I was an artist when I was younger. I loved Andy Warhol, the whole pop approach. But I didn't like just pop, I liked the opposite side of the coin too, which was conceptual art. I think in the late 1990s, even today, we are moving into the late period of pop and conceptual art, in the sense that today art is finished. We don't need art anymore because today art is in everything. Art is in advertising, in music, incommunication, in television. It makes no sense to speak of art like we spoke of it in the past. We don't need avant-garde art because everything it embodied or tried has been accepted. Today art has no sense because, particularly in design, it is everywhere.

In your talk, you highlighted the importance of user feedback. Can you elaborate a bit on this?

An industrial designer works for the people. We have to take care of what people need, of what they like. We can't create projects that are only self-fulfilling. I work with industrial companies that invest a lot of money in creating popular products; I can't fail them. I have to initiate successful projects to design successful products. A bad design is a failure for me, the company and everyone else. Many journalists ask me about my 'funny' or 'amusing' products. I don't look at them as funny, they are merchandise, they sell many hundreds of thousands of units. This means that I have to take care of what people desire, not create some personal monument.

As a design innovator, how have you managed to strike a balance between creating a product for a mass market while still offering something that is personal and unique?

The mass market is not a univocal concept. Not everyone is going in the same direction. You must remember that design appeals to a niche audience, so there is a larger customer base out there that you can potentially appeal to. It is about creating products that this larger audience will recognise themselves in and want.

I heard you refer to this as designing a product to reflect what is stored in people's memory. How do you as a designer access that subconscious?

I try to imagine icons that embody the whole of an idea. Like with my Girotondo bowl. The first step in its creation was a simple tray, something that looked quite banal. We created a figurative icon that created a strong identity, the little stick figure. Instead of designing the product I just took a standard tray and cut out the icon. The emphasis was on communication instead of design. The same applied to the Mami fruit bowl. Instead of designing a designer bowl, I choose to work on the iconography of the pot. It embodied the pot your grandmother had, the pot you remember as a child. This is the aim in any project I do, to find the synthesis between signs that are clear and simple, yet are also sensual. I am a minimalist by training. My teacher was a minimalist, but not in the sense that everyone claims to be minimalist today. Starting from a minimalist point of view, I try to add a sensual element, something more emotional, warm.

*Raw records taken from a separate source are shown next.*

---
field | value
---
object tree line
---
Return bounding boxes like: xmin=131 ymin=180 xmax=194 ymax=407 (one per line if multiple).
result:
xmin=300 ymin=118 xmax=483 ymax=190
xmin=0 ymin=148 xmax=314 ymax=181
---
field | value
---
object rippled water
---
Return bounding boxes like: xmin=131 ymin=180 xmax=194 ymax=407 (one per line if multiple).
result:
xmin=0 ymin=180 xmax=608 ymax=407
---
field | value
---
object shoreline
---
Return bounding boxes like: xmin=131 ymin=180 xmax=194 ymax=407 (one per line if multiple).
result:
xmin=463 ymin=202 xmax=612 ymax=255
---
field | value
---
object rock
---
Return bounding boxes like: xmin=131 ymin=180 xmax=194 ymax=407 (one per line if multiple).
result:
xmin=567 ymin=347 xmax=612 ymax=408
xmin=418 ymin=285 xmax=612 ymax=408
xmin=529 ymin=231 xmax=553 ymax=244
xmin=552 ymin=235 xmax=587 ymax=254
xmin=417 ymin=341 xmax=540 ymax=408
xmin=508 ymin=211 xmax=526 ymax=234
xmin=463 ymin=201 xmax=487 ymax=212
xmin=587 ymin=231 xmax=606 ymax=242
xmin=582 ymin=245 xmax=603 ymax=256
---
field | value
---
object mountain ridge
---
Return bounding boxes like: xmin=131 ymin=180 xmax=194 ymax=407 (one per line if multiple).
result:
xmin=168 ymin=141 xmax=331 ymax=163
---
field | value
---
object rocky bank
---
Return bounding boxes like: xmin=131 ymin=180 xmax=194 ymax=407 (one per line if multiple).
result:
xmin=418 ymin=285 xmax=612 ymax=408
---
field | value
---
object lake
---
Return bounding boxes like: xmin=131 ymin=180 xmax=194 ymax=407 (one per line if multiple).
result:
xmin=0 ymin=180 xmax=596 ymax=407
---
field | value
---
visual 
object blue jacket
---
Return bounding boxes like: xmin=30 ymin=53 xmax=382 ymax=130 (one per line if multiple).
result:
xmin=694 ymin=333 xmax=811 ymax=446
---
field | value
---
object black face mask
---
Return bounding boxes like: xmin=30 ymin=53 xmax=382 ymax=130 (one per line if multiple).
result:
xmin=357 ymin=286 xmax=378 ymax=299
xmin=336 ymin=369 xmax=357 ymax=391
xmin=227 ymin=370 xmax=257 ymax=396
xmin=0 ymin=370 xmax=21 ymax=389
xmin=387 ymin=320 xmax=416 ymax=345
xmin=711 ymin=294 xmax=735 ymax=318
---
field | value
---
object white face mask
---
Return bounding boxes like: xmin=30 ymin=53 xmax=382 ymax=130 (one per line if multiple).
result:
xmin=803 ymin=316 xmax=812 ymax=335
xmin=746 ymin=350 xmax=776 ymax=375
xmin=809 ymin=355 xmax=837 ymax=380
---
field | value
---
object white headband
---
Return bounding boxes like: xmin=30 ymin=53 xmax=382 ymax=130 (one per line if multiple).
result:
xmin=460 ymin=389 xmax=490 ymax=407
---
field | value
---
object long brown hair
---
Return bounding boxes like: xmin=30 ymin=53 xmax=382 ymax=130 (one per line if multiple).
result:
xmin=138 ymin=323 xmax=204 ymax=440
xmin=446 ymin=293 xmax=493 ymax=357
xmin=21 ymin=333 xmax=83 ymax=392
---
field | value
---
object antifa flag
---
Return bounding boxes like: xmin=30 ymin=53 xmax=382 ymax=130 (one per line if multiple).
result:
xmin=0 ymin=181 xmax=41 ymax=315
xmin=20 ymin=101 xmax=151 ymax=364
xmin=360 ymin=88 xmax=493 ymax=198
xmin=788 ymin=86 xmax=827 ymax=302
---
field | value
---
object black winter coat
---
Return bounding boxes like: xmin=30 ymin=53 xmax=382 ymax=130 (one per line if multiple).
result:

Would you agree with me if I said that the reason your products are popular is because you have humanised them in some way?

Yes, I try to humanise. I try to work on the affective code because the identity of a product is the most important thing. We have to create a very strong identity for each product so that it can communicate a very clear message to people. This means communicating something that is not connected with status, not creating status symbols, but creating objects that are really more personal.